Here what Dan Rather and Elliot Kirschner had to say about it:
On the one hand, wow! What blatant hypocrisy. Such craven cynicism.
On the other hand, yep! Of course. No surprise here. What did we expect?
Those were but a few of the more restrained (and less profane) reactions to the revelations from court filings made public yesterday that the most famous Fox News hosts and other senior staff at the network — including owner Rupert Murdoch — pretty much agreed with the rest of the reality-based world that widespread voter fraud claims around the 2020 presidential election were pure, unadulterated horse manure.
This is blockbuster news. It’s also completely predictable. These people are not stupid, and they are not completely disconnected from what the rest of us see. They read the same newspapers, even if they pretend not to. They hobnob in the New York media scene. Their kids often go to elite private schools. They just know that their business models — and their millions — depend on presenting a very different set of “facts” (as in, non-facts) to their viewers.
We now can read the words that the likes of Tucker Carlson, Sean Hannity, and Laura Ingraham never meant us to see. In the aftermath of the 2020 election, they were mocking Trump’s purveyors of the Big Lie, such as Sidney Powell and Rudy Giuliani, in their private communications.
According to reporting by The New York Times, Carlson and Ingraham were sharing text messages in the wake of the election that would have been a surprise to their viewers, to say the least:
“Sidney Powell is lying by the way. I caught her. It’s insane,” Mr. Carlson wrote to Ms. Ingraham on Nov. 18, 2020.
Ms. Ingraham responded: “Sidney is a complete nut. No one will work with her. Ditto with Rudy.”
The revelations come from a lawsuit being filed by Dominion Voting Systems, makers of voting machines that were regularly vilified on Fox News as part of a vast conspiracy to deprive Donald Trump of reelection. The company is suing Fox for defamation. And many legal experts think the impact can be huge — “a case that poses considerable financial and reputational risk for the country’s most-watched cable news network,” according to The Times. A good summation, although perhaps “news network” should be in quotation marks.
What Fox News is alleged to have done (and the evidence is pretty damning), deserves to be front-page news. And we might be getting only a glimpse of what's to come. Much of the released filing was redacted. And Fox News sure hopes it remains hidden.
What does emerge, however, is that Fox News was worried in the aftermath of the election — and for good reason. Their viewers seemed to be more loyal to Trump than to Fox, and the network risked losing audience share to the even nuttier corners of the right-wing media alternative universe (like Newsmax and OAN) if they didn’t echo Trumpworld’s fevered waves of disinformation and outright lies. That when faced with the choice of protecting American democracy or their own bottom line they chose the latter should also surprise no one.

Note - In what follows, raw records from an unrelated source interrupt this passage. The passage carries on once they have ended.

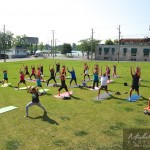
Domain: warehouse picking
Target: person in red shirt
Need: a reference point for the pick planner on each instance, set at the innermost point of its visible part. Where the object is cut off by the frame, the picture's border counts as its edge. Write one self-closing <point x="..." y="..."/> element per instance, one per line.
<point x="22" y="79"/>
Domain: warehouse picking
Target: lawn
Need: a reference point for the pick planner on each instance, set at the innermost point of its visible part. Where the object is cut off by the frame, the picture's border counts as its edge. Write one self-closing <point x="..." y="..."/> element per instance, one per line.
<point x="81" y="123"/>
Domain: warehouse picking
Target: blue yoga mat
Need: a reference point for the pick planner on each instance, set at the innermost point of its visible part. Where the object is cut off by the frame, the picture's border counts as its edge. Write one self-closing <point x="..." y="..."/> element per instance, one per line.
<point x="134" y="98"/>
<point x="8" y="108"/>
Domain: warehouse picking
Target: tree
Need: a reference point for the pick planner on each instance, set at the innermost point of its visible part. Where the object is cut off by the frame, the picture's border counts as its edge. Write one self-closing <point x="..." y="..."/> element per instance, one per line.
<point x="109" y="42"/>
<point x="86" y="44"/>
<point x="7" y="41"/>
<point x="66" y="48"/>
<point x="41" y="46"/>
<point x="116" y="41"/>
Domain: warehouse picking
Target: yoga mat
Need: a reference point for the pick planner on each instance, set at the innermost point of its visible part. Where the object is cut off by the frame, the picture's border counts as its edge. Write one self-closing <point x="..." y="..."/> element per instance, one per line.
<point x="8" y="108"/>
<point x="5" y="85"/>
<point x="95" y="89"/>
<point x="109" y="81"/>
<point x="45" y="90"/>
<point x="103" y="96"/>
<point x="134" y="98"/>
<point x="65" y="94"/>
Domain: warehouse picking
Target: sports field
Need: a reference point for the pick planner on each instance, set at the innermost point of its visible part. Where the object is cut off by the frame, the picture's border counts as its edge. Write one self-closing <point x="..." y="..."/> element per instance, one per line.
<point x="81" y="123"/>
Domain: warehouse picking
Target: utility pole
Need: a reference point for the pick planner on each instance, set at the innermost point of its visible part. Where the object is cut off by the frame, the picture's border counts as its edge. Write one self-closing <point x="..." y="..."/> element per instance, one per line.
<point x="51" y="47"/>
<point x="92" y="45"/>
<point x="53" y="42"/>
<point x="4" y="45"/>
<point x="55" y="47"/>
<point x="118" y="53"/>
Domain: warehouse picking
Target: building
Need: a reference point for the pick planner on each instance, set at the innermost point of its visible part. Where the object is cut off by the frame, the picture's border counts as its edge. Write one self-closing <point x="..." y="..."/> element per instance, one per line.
<point x="128" y="50"/>
<point x="17" y="52"/>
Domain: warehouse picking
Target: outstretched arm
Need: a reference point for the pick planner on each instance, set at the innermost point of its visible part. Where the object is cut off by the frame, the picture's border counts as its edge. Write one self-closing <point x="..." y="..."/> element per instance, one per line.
<point x="131" y="71"/>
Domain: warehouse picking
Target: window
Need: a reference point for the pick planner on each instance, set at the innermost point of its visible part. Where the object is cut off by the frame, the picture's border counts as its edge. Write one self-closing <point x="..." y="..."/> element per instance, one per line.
<point x="133" y="51"/>
<point x="146" y="52"/>
<point x="113" y="51"/>
<point x="124" y="51"/>
<point x="105" y="58"/>
<point x="100" y="51"/>
<point x="106" y="51"/>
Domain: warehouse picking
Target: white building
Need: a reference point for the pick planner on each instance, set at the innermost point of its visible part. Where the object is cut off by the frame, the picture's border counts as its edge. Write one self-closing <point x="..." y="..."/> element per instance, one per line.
<point x="124" y="52"/>
<point x="17" y="52"/>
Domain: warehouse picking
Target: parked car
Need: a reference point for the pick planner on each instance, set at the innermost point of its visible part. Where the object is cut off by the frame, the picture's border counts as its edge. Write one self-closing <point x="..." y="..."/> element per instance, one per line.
<point x="2" y="56"/>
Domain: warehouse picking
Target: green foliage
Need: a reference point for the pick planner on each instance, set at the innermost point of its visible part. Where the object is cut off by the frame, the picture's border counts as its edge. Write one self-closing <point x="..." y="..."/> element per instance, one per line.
<point x="8" y="36"/>
<point x="41" y="46"/>
<point x="81" y="123"/>
<point x="86" y="44"/>
<point x="109" y="42"/>
<point x="66" y="48"/>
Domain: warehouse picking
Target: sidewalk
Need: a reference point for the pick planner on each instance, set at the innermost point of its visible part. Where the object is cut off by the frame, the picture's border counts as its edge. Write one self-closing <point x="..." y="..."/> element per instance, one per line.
<point x="48" y="57"/>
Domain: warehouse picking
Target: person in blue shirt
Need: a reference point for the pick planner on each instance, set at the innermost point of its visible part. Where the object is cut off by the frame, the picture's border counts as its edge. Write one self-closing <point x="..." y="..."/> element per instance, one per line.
<point x="73" y="76"/>
<point x="95" y="78"/>
<point x="38" y="83"/>
<point x="35" y="100"/>
<point x="5" y="77"/>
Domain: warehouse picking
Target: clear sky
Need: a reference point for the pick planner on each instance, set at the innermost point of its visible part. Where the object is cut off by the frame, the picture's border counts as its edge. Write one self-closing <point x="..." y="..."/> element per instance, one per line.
<point x="73" y="20"/>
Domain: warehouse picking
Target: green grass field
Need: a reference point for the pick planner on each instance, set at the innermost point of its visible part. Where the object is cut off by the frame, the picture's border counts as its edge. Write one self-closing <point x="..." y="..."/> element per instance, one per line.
<point x="77" y="124"/>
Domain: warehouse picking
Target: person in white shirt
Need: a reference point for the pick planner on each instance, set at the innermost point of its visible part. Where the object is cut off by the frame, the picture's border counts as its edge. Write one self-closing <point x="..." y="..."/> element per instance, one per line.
<point x="104" y="79"/>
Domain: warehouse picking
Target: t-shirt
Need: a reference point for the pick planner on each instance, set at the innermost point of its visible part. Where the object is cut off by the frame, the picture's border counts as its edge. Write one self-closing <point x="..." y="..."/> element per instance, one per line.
<point x="52" y="73"/>
<point x="21" y="76"/>
<point x="135" y="79"/>
<point x="5" y="75"/>
<point x="38" y="82"/>
<point x="35" y="98"/>
<point x="104" y="80"/>
<point x="95" y="77"/>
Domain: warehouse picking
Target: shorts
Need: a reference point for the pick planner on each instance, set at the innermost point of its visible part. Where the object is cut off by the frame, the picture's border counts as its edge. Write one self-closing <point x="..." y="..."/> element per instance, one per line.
<point x="22" y="81"/>
<point x="27" y="73"/>
<point x="104" y="87"/>
<point x="135" y="87"/>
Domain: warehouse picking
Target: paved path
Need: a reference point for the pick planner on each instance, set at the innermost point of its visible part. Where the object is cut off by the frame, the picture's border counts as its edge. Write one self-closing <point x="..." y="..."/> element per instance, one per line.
<point x="33" y="58"/>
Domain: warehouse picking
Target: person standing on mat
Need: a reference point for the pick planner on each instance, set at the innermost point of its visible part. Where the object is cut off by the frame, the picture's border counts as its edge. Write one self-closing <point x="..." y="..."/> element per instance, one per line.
<point x="86" y="72"/>
<point x="35" y="100"/>
<point x="5" y="76"/>
<point x="57" y="68"/>
<point x="104" y="79"/>
<point x="135" y="82"/>
<point x="26" y="71"/>
<point x="22" y="79"/>
<point x="52" y="75"/>
<point x="63" y="84"/>
<point x="38" y="82"/>
<point x="33" y="72"/>
<point x="114" y="71"/>
<point x="95" y="78"/>
<point x="73" y="76"/>
<point x="108" y="72"/>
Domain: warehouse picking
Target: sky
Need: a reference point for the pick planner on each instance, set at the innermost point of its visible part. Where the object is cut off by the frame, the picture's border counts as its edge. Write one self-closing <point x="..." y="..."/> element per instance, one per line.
<point x="73" y="20"/>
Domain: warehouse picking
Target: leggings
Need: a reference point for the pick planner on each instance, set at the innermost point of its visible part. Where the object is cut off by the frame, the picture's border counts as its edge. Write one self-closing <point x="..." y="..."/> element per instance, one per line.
<point x="32" y="104"/>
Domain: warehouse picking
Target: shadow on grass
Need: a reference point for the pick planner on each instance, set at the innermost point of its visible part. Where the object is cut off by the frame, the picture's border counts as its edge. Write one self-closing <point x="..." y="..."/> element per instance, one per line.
<point x="59" y="142"/>
<point x="76" y="98"/>
<point x="81" y="133"/>
<point x="13" y="144"/>
<point x="118" y="126"/>
<point x="65" y="118"/>
<point x="46" y="118"/>
<point x="144" y="98"/>
<point x="140" y="121"/>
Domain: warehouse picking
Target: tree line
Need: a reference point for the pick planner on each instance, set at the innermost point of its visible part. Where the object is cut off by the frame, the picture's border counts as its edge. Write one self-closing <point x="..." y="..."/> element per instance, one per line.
<point x="87" y="46"/>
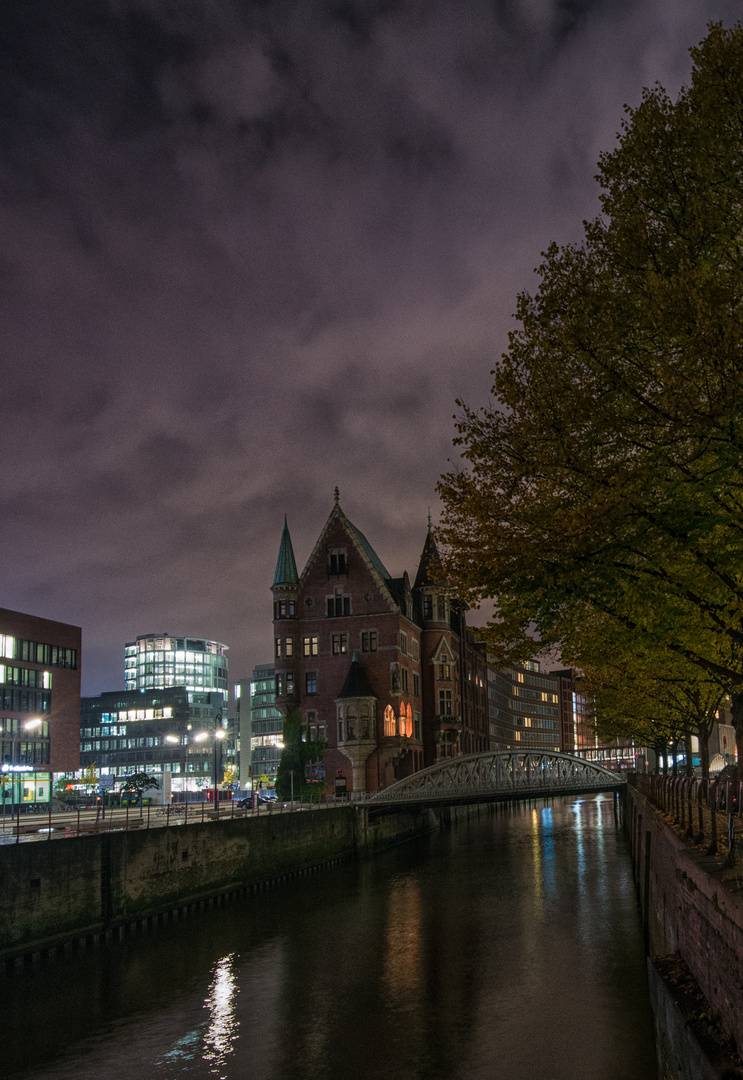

But it should not be normalized or accepted.
Reporters are humans, like everyone else, and thus are fallible. We make mistakes, information that we thought was true can change, and we are sometimes limited by our own assumptions, backgrounds, and biases. The craft of responsible journalism recognizes these vulnerabilities and builds systems with checks and balances that are meant to help our readers and viewers get to as much of a responsible version of the truth as is humanly possible.
News organizations worthy of the name believe the stories they distribute. Their reporters believe what they report. Their writers believe what they write. And their anchors believe what they say on the air.
These Fox News personalities and the corporation that pays them were not trying to do any of this. Their programs became echo chambers for egregiousness. They knew truth, and they knew fiction. And they deliberately peddled falsehoods.
It was a calculated business decision. And that means that whatever business Fox News is in, it isn’t the news business.
To paraphrase Captain Renault from the movie Casablanca, I'm shocked! Shocked to find that lying is going on in there.